Virtually all modern versions of the legend of King Arthur and his Knights of the Round Table are derived from a single book: Sir Thomas Malory's Morte d'Arthur (1469), one of the world's most renowned literary works. Yet the author, a fifteenth-century knight, has remained an enigma for centuries. Existing historical records imply that Malory was a criminal—accused of rape, ambush, rustling, and attacks on abbeys—and was imprisoned for most of his life.
Using evidence from new historical research and deductions from the only known manuscript copy of Malory's celebrated work, Christina Hardyment brilliantly resolves the contradictions about an extraordinary man and a life marked equally by great achievement and devastating disgrace. Malory is the fascinating chronicle of a loyal soldier enmeshed in the tangled politics of the Wars of the Roses. It is the story of a connoisseur of literature and exemplary writer who created a masterpiece meant to inspire princes and knights to high endeavors and noble acts.
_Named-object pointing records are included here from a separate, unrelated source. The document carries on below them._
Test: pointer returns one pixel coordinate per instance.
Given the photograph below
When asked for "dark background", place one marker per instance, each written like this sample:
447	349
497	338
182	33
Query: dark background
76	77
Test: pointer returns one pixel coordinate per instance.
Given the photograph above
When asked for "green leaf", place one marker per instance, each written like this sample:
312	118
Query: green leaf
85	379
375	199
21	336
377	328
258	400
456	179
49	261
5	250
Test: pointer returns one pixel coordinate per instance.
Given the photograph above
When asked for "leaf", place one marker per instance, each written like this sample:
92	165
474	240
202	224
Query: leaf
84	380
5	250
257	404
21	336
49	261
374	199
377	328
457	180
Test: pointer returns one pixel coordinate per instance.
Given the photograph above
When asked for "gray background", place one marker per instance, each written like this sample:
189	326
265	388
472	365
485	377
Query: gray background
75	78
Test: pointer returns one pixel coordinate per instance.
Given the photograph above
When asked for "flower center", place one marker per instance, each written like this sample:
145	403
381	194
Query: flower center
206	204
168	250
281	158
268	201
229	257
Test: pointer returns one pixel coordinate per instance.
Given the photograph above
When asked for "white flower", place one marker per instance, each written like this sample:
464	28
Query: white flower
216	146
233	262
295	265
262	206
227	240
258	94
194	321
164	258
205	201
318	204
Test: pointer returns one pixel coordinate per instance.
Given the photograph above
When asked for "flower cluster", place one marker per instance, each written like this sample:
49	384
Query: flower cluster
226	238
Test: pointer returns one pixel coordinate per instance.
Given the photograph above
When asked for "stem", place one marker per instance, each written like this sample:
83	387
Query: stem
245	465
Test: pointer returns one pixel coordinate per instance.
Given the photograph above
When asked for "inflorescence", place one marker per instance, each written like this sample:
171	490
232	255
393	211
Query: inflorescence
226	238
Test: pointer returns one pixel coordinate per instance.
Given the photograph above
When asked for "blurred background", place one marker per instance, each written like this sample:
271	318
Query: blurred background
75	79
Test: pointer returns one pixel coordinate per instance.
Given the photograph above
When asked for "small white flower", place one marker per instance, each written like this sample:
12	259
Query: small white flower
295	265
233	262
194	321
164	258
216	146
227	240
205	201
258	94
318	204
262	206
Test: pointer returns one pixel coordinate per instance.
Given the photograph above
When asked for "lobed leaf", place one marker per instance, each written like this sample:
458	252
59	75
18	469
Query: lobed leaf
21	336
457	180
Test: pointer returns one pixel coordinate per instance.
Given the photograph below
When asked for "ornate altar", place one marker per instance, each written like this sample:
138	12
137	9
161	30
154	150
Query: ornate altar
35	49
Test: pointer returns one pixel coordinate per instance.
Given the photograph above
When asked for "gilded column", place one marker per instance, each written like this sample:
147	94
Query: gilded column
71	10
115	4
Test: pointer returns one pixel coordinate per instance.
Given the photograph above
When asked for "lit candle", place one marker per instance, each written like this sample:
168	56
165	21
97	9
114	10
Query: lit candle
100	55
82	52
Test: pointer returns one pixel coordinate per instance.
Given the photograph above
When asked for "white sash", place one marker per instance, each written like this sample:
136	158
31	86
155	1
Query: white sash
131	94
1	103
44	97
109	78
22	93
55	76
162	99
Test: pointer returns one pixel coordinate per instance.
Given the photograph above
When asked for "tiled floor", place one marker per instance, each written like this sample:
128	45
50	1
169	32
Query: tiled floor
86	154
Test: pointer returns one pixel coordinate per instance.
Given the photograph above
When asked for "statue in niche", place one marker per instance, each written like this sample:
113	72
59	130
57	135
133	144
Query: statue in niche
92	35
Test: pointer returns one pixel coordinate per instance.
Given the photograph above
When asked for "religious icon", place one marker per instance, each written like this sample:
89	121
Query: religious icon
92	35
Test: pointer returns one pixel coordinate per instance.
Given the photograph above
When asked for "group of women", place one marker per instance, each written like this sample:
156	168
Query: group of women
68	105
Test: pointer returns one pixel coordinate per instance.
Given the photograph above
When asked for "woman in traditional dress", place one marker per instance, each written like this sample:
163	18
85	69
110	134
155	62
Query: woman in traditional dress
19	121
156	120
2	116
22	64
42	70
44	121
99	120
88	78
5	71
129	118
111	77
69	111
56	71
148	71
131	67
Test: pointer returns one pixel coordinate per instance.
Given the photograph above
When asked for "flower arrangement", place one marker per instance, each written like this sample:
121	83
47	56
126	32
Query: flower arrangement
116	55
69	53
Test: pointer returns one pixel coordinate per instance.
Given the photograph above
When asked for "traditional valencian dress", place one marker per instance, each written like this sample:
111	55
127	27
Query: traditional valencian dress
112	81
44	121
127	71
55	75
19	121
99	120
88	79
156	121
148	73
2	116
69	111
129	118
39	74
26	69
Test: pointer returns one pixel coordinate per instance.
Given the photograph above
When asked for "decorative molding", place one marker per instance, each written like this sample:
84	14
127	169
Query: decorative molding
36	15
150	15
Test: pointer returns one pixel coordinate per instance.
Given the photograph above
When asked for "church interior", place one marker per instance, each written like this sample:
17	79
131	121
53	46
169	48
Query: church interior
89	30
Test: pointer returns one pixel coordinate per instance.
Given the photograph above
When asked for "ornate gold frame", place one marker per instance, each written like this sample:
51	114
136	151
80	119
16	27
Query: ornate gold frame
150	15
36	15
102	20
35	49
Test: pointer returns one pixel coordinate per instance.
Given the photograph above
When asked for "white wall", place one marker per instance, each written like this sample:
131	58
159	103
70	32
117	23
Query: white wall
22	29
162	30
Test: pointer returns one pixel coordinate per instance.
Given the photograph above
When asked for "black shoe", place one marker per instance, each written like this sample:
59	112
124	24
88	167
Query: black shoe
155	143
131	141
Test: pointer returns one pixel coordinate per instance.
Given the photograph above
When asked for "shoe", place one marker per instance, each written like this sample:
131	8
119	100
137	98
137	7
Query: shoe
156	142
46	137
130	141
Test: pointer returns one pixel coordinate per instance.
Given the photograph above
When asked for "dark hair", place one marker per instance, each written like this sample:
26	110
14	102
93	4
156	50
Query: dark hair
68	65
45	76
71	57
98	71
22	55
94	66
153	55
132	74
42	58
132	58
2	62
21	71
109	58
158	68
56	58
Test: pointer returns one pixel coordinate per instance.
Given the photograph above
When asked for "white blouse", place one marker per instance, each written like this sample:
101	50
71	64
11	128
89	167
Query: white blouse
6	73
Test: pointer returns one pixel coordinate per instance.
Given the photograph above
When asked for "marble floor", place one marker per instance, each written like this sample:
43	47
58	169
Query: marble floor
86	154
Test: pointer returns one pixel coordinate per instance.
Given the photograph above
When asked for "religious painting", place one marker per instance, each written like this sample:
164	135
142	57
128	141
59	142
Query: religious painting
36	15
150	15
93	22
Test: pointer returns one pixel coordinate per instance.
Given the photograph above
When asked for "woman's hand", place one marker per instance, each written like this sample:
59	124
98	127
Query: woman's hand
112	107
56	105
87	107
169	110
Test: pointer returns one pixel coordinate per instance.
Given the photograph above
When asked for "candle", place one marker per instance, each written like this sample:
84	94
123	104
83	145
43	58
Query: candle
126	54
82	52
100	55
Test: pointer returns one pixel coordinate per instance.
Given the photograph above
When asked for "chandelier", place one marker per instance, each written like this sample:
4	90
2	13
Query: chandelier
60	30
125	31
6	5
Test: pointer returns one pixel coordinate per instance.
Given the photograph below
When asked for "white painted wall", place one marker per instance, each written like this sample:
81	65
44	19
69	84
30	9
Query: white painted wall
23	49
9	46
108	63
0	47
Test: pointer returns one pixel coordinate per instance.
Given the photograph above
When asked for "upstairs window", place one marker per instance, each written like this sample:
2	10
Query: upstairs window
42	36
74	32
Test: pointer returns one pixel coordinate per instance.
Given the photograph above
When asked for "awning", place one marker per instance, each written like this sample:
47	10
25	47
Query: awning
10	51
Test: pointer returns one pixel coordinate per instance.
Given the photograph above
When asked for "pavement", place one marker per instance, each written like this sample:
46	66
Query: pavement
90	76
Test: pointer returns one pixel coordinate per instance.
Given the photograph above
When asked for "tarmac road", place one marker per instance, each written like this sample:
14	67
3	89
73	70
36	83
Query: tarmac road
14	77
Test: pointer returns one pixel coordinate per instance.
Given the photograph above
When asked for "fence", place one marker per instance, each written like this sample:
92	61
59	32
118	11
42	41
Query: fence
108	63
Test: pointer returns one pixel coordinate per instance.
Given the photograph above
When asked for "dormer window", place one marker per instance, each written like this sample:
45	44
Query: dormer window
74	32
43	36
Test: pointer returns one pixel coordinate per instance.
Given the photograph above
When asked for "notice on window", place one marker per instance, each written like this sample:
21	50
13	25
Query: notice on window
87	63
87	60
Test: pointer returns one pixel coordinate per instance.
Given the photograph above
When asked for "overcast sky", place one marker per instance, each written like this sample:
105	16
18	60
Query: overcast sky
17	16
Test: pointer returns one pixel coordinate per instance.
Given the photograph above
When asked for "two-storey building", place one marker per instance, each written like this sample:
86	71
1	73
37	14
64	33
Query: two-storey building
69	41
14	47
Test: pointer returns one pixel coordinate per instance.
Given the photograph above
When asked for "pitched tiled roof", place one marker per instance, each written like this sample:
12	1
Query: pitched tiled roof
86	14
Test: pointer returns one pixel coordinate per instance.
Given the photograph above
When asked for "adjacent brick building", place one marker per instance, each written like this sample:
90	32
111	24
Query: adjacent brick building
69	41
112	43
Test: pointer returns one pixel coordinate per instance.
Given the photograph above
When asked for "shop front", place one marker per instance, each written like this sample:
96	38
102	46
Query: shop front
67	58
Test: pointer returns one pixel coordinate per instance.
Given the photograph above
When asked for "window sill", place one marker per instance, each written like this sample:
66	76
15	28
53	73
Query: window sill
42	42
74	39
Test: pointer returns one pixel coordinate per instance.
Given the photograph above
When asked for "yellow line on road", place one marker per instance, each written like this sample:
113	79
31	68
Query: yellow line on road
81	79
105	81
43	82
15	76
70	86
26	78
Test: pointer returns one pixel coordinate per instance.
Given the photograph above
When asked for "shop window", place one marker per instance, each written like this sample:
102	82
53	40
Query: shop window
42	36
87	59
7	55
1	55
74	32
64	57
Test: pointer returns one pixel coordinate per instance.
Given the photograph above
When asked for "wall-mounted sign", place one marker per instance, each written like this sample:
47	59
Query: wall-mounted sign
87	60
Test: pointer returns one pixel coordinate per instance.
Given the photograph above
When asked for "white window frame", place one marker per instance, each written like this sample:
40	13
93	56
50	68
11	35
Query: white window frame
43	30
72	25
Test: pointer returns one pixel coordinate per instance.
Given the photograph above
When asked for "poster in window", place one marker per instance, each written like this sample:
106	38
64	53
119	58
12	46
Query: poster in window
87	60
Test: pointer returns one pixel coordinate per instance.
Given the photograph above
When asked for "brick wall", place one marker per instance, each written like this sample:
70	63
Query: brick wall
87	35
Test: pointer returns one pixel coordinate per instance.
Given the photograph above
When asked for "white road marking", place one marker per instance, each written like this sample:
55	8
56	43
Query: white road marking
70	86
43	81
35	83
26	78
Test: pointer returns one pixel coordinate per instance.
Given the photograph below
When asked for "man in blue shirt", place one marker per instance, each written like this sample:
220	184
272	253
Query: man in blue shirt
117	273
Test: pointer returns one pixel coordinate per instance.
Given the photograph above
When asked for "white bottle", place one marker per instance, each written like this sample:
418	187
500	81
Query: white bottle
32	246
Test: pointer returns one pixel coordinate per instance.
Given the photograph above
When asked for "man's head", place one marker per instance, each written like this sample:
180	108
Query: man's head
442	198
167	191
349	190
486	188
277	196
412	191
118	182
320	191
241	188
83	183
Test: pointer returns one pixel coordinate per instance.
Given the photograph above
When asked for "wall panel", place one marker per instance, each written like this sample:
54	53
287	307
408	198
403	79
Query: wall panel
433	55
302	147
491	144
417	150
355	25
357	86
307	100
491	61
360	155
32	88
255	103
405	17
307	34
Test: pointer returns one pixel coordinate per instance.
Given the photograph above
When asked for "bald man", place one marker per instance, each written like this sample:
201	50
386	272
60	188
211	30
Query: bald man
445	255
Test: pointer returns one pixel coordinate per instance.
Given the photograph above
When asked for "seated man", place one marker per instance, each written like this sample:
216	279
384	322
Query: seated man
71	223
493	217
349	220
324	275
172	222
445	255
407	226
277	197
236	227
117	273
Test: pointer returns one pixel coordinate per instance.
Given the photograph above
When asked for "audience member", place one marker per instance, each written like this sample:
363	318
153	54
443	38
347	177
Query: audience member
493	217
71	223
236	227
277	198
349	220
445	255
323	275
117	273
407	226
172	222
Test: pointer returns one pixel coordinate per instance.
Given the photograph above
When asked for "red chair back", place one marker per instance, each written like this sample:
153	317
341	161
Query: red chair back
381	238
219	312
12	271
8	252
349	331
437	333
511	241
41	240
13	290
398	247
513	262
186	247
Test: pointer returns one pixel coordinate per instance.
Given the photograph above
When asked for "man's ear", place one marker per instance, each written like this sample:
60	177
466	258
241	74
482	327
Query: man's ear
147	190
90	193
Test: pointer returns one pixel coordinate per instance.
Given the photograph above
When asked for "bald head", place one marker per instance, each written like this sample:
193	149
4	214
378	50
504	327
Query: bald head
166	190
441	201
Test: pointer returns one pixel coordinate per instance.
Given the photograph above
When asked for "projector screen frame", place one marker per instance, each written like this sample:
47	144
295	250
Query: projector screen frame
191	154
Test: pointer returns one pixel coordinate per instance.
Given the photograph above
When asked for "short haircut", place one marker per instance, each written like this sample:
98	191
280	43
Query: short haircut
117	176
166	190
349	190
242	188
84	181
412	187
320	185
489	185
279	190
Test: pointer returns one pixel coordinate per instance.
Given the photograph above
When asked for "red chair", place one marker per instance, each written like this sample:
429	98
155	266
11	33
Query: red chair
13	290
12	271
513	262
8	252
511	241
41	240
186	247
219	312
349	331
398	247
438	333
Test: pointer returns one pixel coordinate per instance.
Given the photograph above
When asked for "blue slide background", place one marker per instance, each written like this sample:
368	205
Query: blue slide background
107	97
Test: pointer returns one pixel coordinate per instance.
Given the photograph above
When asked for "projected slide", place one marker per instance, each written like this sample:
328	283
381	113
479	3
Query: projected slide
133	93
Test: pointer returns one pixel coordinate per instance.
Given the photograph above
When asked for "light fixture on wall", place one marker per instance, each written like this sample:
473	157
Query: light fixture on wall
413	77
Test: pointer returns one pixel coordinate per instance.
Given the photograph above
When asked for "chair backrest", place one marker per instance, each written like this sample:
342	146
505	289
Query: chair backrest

“[This] book is a kind of literary exploration...[Hardyment] creates a thrilling epic of her own...enjoyably readable.”
“Camelot echoes marvelously through Hardyment’s biography, making palpable Malory’s desire for valor and honor in his own time.”
“Hardyment…is enthralled by the 15th century and does everything she can to convey the flavor of that era.”
“Vivid writing... A richly and imaginatively realized account... Christina Hardyment succeeds wonderfully in bringing the fifteenth century to life.”